In the short term, due to the reduc­tion in the num­ber of meals, you can get results in a few days. How­ev­er, there is no point in long-term inter­mit­tent fast­ing — fur­ther weight will either come off slow­ly or stop at one fig­ure, says the nutri­tion­ist:

6. Who is not suitable for IS?

Any nutri­tion plan or diet has its con­traindi­ca­tions. This also applies to inter­mit­tent fast­ing — there is a list of peo­ple who absolute­ly can­not use this method, since the dam­age caused to the body will be much greater than the ben­e­fits of los­ing weight. You should not prac­tice IG:

  • preg­nant and lac­tat­ing women,
  • chil­dren,
  • elder­ly,
  • peo­ple with dia­betes, chron­ic gas­troin­testi­nal dis­eases, under­weight
  • peo­ple with eat­ing dis­or­ders (eat­ing dis­or­ders)

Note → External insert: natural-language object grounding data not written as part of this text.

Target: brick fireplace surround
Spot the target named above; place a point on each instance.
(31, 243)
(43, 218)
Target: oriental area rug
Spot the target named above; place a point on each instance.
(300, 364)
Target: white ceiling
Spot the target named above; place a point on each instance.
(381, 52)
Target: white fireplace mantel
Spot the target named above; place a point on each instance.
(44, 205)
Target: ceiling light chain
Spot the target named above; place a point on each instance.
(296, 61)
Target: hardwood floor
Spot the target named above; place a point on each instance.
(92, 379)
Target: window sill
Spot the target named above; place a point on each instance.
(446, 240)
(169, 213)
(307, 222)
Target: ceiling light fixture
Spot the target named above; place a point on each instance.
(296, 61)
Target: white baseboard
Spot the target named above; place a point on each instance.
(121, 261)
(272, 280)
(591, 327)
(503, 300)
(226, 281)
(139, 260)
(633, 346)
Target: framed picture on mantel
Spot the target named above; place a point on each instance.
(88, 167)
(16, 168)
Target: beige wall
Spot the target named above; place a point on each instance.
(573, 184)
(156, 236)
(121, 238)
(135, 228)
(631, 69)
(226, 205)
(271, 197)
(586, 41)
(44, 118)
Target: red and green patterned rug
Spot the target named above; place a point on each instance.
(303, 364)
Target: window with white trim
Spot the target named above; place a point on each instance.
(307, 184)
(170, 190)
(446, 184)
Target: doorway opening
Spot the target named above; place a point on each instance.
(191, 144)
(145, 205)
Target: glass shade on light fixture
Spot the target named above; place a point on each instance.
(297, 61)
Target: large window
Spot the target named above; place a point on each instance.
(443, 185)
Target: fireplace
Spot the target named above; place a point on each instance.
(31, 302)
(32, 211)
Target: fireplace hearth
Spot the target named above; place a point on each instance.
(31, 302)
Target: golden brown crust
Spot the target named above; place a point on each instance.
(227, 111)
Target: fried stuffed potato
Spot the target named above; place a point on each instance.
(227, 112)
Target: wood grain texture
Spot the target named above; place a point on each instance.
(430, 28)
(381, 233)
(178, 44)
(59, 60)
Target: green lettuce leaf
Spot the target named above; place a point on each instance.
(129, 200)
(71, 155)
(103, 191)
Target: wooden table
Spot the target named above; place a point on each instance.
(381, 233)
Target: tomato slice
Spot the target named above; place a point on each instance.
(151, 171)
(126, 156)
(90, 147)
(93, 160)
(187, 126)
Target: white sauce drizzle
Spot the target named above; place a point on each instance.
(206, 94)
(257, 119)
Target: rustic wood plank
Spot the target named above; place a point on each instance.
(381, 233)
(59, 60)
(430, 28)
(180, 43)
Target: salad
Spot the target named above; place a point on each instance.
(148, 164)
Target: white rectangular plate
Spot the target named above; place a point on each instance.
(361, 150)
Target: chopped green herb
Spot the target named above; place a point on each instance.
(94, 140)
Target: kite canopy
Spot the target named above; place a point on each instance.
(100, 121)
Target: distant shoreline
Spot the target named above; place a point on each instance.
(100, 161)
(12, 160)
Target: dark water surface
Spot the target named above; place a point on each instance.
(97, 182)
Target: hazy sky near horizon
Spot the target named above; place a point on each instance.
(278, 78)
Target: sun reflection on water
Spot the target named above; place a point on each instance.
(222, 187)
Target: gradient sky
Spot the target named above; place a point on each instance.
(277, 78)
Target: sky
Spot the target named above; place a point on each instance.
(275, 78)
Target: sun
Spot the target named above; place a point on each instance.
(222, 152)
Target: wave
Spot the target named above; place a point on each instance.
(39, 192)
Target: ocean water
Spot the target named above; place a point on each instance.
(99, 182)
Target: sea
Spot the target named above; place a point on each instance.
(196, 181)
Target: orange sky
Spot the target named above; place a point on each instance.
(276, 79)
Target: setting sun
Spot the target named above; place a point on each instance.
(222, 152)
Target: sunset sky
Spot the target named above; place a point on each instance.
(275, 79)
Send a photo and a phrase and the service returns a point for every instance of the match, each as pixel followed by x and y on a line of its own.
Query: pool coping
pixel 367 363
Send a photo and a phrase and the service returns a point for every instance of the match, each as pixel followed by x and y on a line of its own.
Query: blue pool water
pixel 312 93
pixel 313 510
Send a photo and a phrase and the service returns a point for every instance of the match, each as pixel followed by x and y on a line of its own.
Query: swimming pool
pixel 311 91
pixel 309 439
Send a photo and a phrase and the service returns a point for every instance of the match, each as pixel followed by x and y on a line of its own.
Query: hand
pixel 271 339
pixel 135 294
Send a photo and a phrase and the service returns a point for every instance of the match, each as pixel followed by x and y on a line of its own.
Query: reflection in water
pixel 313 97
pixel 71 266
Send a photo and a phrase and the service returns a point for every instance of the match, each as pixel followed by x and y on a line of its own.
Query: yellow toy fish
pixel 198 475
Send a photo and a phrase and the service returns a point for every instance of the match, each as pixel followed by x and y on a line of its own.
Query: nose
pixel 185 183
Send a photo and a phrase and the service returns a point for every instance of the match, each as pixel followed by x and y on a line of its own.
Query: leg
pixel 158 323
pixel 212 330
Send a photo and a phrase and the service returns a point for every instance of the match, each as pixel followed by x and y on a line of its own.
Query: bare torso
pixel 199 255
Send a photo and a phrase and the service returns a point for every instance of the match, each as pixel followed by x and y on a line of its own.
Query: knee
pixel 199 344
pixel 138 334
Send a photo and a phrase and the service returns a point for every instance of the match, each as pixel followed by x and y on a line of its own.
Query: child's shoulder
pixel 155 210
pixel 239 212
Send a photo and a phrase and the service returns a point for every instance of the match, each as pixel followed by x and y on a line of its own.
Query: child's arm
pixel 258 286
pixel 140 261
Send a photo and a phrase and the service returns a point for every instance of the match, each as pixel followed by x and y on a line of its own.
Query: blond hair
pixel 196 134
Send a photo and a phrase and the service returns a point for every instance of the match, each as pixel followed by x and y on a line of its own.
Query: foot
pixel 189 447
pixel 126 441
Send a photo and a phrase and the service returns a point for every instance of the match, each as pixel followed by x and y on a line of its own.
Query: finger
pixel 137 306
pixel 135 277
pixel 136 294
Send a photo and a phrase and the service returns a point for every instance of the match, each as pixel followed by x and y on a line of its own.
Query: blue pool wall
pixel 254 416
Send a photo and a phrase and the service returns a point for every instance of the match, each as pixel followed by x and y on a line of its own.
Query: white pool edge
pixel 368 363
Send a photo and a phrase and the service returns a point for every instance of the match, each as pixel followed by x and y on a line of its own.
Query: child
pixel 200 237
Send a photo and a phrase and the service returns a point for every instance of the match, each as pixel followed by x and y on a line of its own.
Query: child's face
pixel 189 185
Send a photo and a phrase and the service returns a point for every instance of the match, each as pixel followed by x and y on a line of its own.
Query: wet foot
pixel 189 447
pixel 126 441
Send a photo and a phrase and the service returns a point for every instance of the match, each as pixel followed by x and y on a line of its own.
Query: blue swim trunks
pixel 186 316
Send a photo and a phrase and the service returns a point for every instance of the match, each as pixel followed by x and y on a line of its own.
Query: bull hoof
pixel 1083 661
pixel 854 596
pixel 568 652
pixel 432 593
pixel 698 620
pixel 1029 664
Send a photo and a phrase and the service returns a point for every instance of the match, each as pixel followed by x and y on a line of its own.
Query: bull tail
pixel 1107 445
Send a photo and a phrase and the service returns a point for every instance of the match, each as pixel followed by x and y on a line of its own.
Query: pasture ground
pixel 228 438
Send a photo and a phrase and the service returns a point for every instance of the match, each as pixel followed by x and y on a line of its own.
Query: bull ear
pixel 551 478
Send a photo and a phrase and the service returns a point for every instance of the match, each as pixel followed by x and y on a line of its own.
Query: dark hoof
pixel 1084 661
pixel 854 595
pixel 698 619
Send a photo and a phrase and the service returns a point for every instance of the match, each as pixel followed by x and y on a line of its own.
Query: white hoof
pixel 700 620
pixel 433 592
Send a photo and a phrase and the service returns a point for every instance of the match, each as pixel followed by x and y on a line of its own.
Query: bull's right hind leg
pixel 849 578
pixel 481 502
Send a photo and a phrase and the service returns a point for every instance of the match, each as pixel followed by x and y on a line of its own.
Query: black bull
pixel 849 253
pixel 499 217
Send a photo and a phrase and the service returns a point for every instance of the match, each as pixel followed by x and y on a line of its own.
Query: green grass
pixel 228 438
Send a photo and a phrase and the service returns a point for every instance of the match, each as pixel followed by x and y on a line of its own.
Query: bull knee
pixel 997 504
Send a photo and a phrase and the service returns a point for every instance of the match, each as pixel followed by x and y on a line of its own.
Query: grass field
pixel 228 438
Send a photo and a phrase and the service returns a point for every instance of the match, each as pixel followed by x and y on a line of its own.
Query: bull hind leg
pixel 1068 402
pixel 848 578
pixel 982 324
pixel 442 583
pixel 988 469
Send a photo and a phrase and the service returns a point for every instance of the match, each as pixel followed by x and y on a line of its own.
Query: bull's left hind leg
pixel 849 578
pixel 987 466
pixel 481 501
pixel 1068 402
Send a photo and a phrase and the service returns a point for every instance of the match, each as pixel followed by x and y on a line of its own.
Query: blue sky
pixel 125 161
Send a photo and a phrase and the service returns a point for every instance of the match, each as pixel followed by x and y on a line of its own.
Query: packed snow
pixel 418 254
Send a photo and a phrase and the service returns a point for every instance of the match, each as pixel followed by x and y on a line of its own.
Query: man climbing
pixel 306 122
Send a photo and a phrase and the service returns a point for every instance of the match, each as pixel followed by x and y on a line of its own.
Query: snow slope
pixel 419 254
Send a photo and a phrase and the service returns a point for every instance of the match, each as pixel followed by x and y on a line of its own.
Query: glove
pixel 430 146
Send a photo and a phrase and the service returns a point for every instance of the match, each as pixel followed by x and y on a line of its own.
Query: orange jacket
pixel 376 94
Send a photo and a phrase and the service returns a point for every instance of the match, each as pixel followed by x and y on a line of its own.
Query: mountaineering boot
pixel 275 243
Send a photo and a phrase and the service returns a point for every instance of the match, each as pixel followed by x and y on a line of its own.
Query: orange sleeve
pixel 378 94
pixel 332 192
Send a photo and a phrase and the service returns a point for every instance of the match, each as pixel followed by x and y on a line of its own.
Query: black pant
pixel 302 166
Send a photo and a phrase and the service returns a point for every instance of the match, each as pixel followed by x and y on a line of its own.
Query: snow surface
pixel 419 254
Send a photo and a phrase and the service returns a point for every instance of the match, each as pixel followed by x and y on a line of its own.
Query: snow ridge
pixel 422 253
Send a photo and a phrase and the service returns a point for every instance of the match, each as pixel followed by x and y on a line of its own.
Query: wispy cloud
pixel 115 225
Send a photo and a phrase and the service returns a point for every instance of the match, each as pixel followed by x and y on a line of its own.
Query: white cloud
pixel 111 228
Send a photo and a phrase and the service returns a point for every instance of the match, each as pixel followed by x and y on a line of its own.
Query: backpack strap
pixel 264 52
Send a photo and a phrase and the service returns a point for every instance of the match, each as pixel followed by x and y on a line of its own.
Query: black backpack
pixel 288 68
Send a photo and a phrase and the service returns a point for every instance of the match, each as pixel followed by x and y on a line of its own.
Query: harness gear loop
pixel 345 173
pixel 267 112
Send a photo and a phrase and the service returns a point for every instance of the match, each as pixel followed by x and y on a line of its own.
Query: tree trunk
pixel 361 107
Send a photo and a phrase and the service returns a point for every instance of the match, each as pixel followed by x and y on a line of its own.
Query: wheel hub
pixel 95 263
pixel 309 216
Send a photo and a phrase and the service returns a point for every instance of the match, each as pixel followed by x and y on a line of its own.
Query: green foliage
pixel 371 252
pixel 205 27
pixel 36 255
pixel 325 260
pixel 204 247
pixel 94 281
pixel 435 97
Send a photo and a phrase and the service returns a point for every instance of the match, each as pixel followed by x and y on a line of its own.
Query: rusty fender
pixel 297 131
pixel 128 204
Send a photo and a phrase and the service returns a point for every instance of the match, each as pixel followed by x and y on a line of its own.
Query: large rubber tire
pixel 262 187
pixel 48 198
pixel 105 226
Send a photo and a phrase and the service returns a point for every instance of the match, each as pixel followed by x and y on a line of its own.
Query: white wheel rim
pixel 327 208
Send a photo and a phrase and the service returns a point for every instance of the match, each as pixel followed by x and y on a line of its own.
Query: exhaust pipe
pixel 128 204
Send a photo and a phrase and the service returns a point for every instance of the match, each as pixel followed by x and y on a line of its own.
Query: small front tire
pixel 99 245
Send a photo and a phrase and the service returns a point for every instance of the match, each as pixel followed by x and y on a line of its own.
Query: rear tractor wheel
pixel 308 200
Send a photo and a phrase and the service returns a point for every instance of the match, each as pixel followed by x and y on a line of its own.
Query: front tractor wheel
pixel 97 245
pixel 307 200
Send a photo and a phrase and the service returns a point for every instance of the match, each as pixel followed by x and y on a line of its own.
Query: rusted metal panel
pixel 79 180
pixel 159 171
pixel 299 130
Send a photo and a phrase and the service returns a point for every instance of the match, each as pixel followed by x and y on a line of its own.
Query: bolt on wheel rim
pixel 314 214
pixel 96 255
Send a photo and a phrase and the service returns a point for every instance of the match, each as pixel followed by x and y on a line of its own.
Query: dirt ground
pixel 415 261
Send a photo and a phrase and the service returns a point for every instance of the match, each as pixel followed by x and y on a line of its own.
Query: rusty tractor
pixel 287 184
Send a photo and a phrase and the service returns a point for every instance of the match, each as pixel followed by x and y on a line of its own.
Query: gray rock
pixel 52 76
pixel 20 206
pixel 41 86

Also, IG may not be the opti­mal eat­ing style for ath­letes who are try­ing to build mus­cle mass, since it is rec­om­mend­ed to con­sume pro­tein even­ly through­out the day for mus­cle growth.

7. How to start IG?

We rec­om­mend con­sult­ing with your nutri­tion­ist or doc­tor before mak­ing a final deci­sion. If you decide to try IG, then here is a sim­ple check­list:

choose the pro­to­col that is con­ve­nient for you (you can start with the 16/8 pro­to­col)
Decide which meal you will give up — break­fast or din­ner
Let the remain­ing two meals be based on whole nutri­tious foods rich in pro­tein, fiber and healthy fats — the prin­ci­ple of a bal­anced diet has not been can­celed
the rest of the time you can drink water, tea, cof­fee

We remind you: no mat­ter what diet you choose, los­ing weight is only pos­si­ble if you main­tain an ener­gy deficit. If you are not los­ing weight on IG, you should recon­sid­er the calo­rie con­tent of your diet.

How to control calories

For the con­ve­nience of peo­ple who intend to lose weight, var­i­ous smart­phone appli­ca­tions have been cre­at­ed. You will also need a kitchen scale. Weigh foods before you eat them and record them in your food diary. In the pro­gram, you can also find them in the list, mark the weight of your por­tion, and the sys­tem itself cal­cu­lates how many calo­ries you ate.

Remem­ber that one bar of milk choco­late per day is the dai­ly calo­rie require­ment for a per­son engaged in seden­tary work. In oth­er words, after eat­ing a choco­late bar, you should not eat any­thing else. But in this case, your body will switch on ener­gy sav­ing mode, and it will be extreme­ly reluc­tant to give up fat reserves, and at the first oppor­tu­ni­ty it will imme­di­ate­ly replen­ish them in excess. Don’t starve mind­less­ly! In the video below you can see the results of IG.